Credential-like metadata keys include password, username, domain, token,
private key, client secret, credential, credentials, secret, and common
underscore/hyphen variants.
## Data Plane Trust
Already accepted:
- backend signs `data_plane_token` with RS256 private key
- worker validates with public key only
- token is short-lived
- token includes session, attachment, user, organization, worker, resource,
allowed channels, expiry, and jti
- worker rejects wrong worker, wrong attachment, wrong organization, wrong
resource, over-broad channels, failed/terminated sessions, and jti replay
Production still needed for that stage:
- deployed certificate chain for the historical direct-worker WSS path on
production nodes
- pinned or platform-issued worker certificates in live production config for
that historical path
- no smoke-only TLS bypass in production clients
- rotation process for data-plane signing keys
- audit for failed token validation/bind attempts
P3.2 historical guard exists:
- backend distinguished `smoke_insecure`, `public_ca`, and `platform_ca`
direct-worker trust modes for the historical RDP path
- production backend omitted smoke-only direct candidates on that path
- Windows production client skipped untrusted or smoke-only direct candidates
P3.3 historical test-stand smoke exists:
- `resource_secrets` migration is applied on `docker-test`
- backend runs as `APP_ENV=production` with a test-only
`SECRET_ENCRYPTION_KEY_FILE`
- a secret-backed RDP resource starts a real session through assignment-time
secret resolution
- `resources.metadata`, `remote_sessions.metadata`, and `audit_events` were
checked for plaintext username/password leakage
- production backend with `DATA_PLANE_DIRECT_WORKER_TLS_TRUST_MODE=smoke_insecure`
returned the historical backend gateway debug path only
- development/smoke backend with the same trust mode advertises the explicit
smoke-only historical direct-worker candidate
- `RAP_Transfers` smoke passed on the secret-backed resource
## Required Regression Tests
P3 must protect:
- plaintext resource credentials rejected in production
- RDP production resources require `secret_ref`
- development smoke plaintext metadata remains allowed
- data-plane allowed channels follow runtime policy
- direct bind rejects wrong worker
- direct bind rejects wrong user
- direct bind rejects wrong organization
- direct bind rejects wrong resource
- direct bind rejects old attachment
- direct bind rejects failed/terminated states
## Audit Events
Current audit coverage should remain for:
- session start
- attach
- detach
- takeover
- terminate
- failure
Future audit coverage should add:
- secret deleted
- production resource rejected because plaintext credential metadata was found
Audit entries must reference `secret_ref` and resource/session ids, never
plaintext secret values.
P3.1 implemented audit events for:
- `resource_secret_rotated`
- `resource_secret_accessed`
- `resource_secret_access_denied`
## Remaining Production Gaps
- External KMS/Vault integration is not implemented yet.

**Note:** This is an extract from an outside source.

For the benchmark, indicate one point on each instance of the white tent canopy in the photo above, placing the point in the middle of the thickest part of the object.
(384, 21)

- Master-key rotation/re-encryption workflow is not implemented yet.
- The worker still receives resolved credentials through the transient
assignment payload; a future resolver pull/token flow should reduce exposure
in Redis control queues.
- Worker still depends on plaintext assignment metadata for development smoke.
- Production certificate issuance/rotation and platform CA distribution for the
historical direct-worker path are not complete.
- The test-stand secret key is a host-local test file, not a production KMS or
HSM-backed key.
- Automated end-to-end policy denial coverage is still thin.